Young Forrest was a handsome boy, who had a funny name.
His parents both were hippies, now all of that has changed.
His father works on Wall Street, and his mother drives too slow.
His grandma lives in Florida, and once a year they go.
Grandpa has a hearing aid, and he keeps on getting fatter.
He hides it in a drawer, you see, 'cause Grandma likes to chatter.
Without it he can't hear a thing. He smiles and combs his hair.

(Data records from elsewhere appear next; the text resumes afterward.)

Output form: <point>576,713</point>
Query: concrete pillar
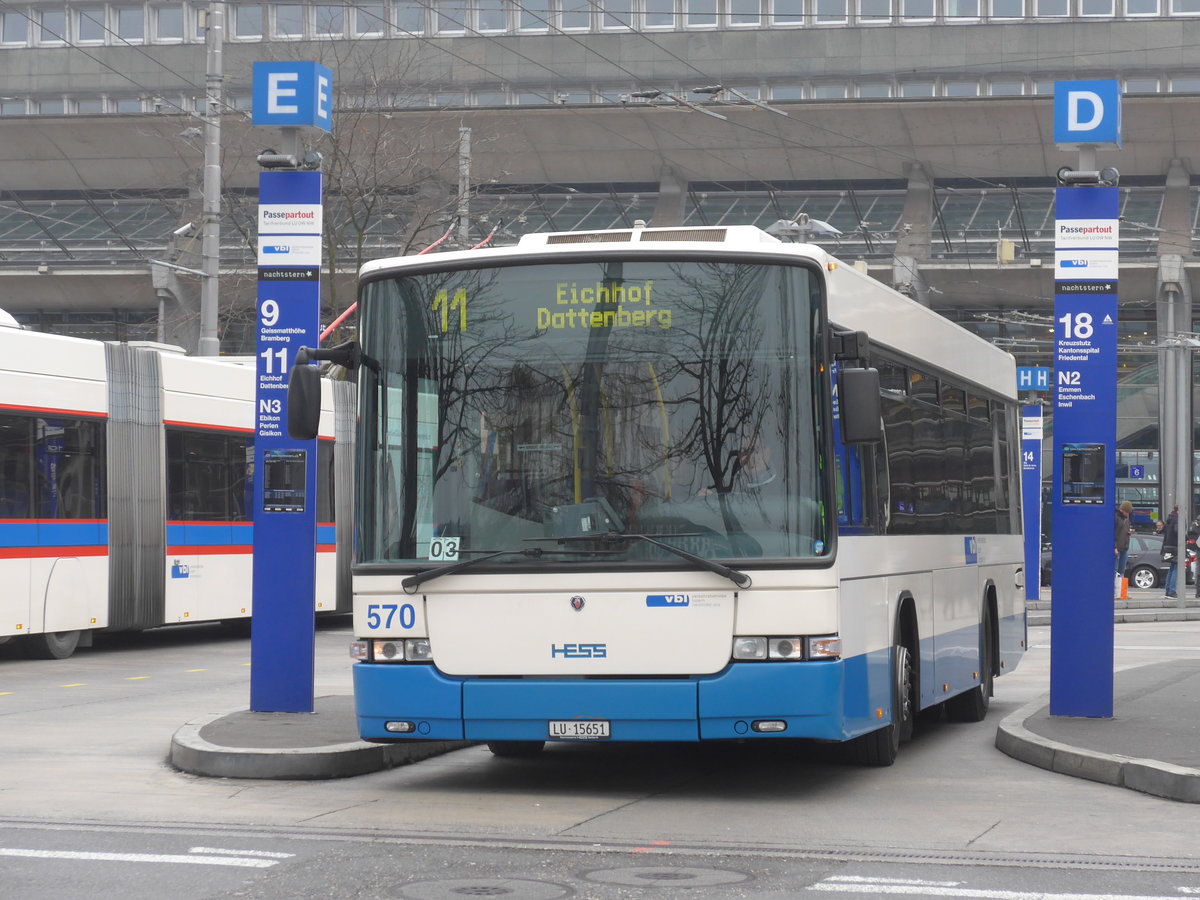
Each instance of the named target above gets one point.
<point>672,199</point>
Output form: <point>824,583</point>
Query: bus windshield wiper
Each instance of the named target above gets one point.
<point>414,581</point>
<point>741,579</point>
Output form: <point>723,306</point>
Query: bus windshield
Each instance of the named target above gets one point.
<point>546,405</point>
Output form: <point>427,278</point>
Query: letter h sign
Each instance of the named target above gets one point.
<point>293,94</point>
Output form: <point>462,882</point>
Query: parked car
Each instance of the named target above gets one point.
<point>1145,568</point>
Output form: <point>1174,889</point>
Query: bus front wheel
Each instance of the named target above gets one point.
<point>53,645</point>
<point>880,747</point>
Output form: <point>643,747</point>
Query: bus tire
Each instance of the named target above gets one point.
<point>516,749</point>
<point>53,645</point>
<point>880,747</point>
<point>972,706</point>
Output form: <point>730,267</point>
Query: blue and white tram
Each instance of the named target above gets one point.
<point>125,490</point>
<point>682,484</point>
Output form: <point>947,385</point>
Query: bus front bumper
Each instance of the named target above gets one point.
<point>809,699</point>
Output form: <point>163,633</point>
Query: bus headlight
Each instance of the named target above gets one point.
<point>417,649</point>
<point>825,647</point>
<point>749,648</point>
<point>785,648</point>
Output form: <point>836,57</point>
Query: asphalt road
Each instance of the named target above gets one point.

Grandma talks on anyway, she doesn't seem to care.
Flipping through The New York Times
Grandpa hums a tune.
Grandma's always cleaning with her sponges and her broom.
The carpeting is white, you see,
the land where no one walks.
"Forrest please take off your shoes and make sure you wear socks."
Sergeant Grandma charges in with dust buster in hand.
She is one distinguished cleaner. Just like mother only grand.
Grandpa takes them golfing. He's shriveled and he's small.
But holy cow that little man can really smack the ball.
It's rumored that the only time that Grandpa ever spoke,
is once there on the golf course coaching Forrest on his stroke.
After golf they go straight home and Grandma makes them dinner.
She pinches Grandpa's stomach and says he should be thinner.
If I told you Grandpa was in charge you never would have guessed it.
Grandma never makes him meatloaf -- she says he can't digest it.
Sitting in the living room, no shoes and clean white floors,
Grandma reads her poetry and Grandpa softly snores.
Young Forrest is the child of the children of this crowd.
Some day he hopes to be like them, old and bald and proud.
He'd talk away the evening, drinking tea and playing games
He'd visit them in Florida and give his children funny names.